Sunday, November 4, 2007

What's a six-letter word for "Already?"

Shockers and MO State - Huge win for Wichita State in 5. Huge, ugly win, with Shockers hitting .190. WSU's Emily Stockman goes 14 kills 15 errors for -.016, to which MO State's Sara Staubach says "I can top that" with a 8 kills, 13 errors for -.085 performance. Am I the only one that didn't know Katelyn Panzau, the former Gamecock, was at MO State?

OU v. everyone else - Ohio reclaims superiority in the MAC as Melissa Griffin tallies 34 kills in two matches to paste one on Miami and Bowling Green.

Wahoo! - Clemson makes the top 25, and is promptly bounced by Virginia in three. If only Clemson had beaten Purdue, they'd be ranked, what, 10th by now?

Wahoo? - Nothing quite like following up a big sweep with a five-game loss. It's like a...black fly, in your chardonnay, death row pardon, two minutes too late, a free ride when you've already paid...

Nebraska in five...twice - Cripes, what's going on in Huskerland? Lose one lousy match to Texas, and suddenly you're going five with everyone and their sister? Must have been the wrong climate in the gym or, something.
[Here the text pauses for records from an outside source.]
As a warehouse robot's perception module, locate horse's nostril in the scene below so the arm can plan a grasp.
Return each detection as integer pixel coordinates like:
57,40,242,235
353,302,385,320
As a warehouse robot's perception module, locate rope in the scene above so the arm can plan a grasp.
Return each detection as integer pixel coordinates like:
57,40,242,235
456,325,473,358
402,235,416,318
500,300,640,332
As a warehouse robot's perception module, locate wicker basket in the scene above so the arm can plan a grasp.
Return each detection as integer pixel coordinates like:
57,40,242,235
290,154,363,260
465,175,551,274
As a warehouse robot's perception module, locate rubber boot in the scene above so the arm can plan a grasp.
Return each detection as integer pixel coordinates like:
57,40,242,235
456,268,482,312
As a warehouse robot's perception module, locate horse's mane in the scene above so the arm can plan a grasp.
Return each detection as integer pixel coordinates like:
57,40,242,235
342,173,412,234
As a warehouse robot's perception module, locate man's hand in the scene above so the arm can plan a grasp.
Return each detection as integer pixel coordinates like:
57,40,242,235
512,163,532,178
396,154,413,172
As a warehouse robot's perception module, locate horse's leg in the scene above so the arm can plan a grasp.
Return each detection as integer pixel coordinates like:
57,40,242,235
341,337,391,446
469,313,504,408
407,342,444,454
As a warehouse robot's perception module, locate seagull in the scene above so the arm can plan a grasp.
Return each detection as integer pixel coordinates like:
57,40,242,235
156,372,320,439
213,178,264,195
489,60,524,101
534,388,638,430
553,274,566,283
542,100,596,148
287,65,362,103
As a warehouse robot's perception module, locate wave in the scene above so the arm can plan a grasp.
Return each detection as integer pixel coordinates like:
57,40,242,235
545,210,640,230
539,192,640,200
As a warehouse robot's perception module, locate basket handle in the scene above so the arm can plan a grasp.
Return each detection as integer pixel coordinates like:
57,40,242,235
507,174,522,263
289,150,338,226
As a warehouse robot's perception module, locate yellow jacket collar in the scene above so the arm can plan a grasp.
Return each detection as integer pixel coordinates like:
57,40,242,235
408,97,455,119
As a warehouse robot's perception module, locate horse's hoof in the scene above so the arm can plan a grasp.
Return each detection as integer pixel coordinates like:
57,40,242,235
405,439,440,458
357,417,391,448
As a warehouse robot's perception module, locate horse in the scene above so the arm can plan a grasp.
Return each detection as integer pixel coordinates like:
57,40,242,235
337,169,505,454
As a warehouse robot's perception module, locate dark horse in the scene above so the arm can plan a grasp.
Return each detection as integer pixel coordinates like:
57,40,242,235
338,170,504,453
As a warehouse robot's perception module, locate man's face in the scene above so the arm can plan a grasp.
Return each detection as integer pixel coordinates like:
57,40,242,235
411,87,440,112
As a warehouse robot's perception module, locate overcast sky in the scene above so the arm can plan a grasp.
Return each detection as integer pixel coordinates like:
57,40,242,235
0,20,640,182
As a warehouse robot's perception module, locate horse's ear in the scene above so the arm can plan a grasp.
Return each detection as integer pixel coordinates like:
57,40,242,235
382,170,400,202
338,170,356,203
Badgers / Spartans - So, let me see if I've got this straight: Only Penn State and Michigan State can win in Madison? Is that about right?

Santa Clara upsets USD - Does anyone follow West Coast Conference volleyball? I never hear anything about Pepperdine and the rest of these guys. Why is that? Aren't there any rabid St. Mary's fans out there? A Jen Petrie fan club?